A direção geral é de Marco Antônio Pâmio, que chegou ao projeto de forma natural, primeiramente ajudando na negociação dos direitos autorais. Em seguida, ao ler o texto, conhecendo o trabalho anterior das atrizes, aceitou o convite para dirigir o projeto. Pâmio trouxe Marco Aurélio Nunes para fazer a tradução do texto, Cássio Brasil para os figurinos e cenário, Fran Barros para o desenho de luz, Branco Mello e Ricardo Severo, em parceria inédita, para a trilha sonora.

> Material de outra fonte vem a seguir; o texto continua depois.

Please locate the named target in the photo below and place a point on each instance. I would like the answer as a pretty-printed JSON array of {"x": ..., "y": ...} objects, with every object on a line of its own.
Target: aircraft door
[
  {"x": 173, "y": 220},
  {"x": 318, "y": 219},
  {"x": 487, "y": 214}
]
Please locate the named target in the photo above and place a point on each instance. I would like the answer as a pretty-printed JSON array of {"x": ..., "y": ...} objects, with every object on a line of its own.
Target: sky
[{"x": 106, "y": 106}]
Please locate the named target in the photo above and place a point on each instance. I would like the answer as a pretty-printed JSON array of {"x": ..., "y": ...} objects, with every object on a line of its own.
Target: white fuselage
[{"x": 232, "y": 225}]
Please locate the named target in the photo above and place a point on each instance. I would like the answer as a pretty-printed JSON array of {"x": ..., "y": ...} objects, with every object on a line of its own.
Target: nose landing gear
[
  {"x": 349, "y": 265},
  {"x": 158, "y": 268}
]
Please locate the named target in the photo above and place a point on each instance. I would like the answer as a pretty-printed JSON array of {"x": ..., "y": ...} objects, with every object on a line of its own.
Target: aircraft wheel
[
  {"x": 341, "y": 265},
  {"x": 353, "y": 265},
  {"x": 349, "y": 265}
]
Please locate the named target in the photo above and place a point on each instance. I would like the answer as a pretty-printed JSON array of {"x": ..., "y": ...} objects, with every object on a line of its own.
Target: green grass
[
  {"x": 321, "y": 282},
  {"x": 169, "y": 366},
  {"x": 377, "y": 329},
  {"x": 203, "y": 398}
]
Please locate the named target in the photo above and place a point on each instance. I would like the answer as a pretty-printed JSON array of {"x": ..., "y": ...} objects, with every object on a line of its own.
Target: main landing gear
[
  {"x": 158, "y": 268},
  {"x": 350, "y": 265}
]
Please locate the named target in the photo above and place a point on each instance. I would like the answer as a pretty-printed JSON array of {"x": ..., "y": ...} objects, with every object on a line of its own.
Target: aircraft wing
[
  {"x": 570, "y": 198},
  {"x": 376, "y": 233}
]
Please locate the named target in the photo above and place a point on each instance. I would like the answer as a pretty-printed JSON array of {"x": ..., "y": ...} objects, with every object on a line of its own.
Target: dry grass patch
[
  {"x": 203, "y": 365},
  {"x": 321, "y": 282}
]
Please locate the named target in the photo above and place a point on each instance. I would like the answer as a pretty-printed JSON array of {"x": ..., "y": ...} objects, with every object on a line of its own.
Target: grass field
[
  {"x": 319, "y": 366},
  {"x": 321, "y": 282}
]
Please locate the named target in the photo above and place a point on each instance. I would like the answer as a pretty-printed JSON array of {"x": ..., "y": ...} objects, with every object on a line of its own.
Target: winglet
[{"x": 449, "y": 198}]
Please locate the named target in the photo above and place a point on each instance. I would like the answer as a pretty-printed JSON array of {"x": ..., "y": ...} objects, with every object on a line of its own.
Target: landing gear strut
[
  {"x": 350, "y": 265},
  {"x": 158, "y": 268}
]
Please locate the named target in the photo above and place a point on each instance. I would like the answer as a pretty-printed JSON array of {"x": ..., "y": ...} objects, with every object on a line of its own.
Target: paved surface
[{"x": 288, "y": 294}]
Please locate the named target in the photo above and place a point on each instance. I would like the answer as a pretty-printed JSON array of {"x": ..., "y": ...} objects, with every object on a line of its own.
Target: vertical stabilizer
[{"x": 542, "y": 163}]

O texto da autora inglesa Chloë Moss conta a história de duas ex-presidiárias que se tornaram amigas dentro da cadeia, mas que, provavelmente, nunca teriam se conhecido fora da prisão. Lorraine, uma cinquentona que cometeu um crime grave, acaba de ser libertada, e logo procura por Marie, 30 anos, que saiu há mais tempo, e mora numa quitinete mínima com moveis velhos e uma televisão. Ela cometeu um crime mais brando e está sem perspectivas.
Durante a primeira semana de liberdade de Lorraine, a relação das personagens se aprofunda e se transforma a partir da suposta liberdade recém-conquistada e do contato com pessoas e histórias do passado. A força do que houve antes é tão grande, que elas se obrigam a reproduzir a amizade e parceria estabelecida na cadeia. Intenso e por vezes divertido, o texto procura levar o público ao mundo das personagens e faz refletir sobre o processo de reintegração na sociedade.
Inspiração
Em 2006, a autora Chloë Moss fez residência de escritora no Presídio Cookham Wood, na Inglaterra, recolhendo material para a criação deste texto. Ela conseguiu tratar o tema sem estridências, trazendo verdade e o cuidado ao viés social abordado na peça com paixão. As duas personagens são inspiradas em várias detentas que a autora conheceu. Chloë passou três meses convivendo com as presidiárias, e seu desafio foi decidir entre o que escrever, pois obteve mais de 50 possibilidades de histórias diferentes.
A apresentação desta terça-feira será a única em Mogi. O espetáculo da Cia. As Moças está em cartaz no Centro Cultural Banco do Brasil, localizado no centro de São Paulo, até o dia 31 de julho, com sessões todos os dias, exceto às terças-feiras.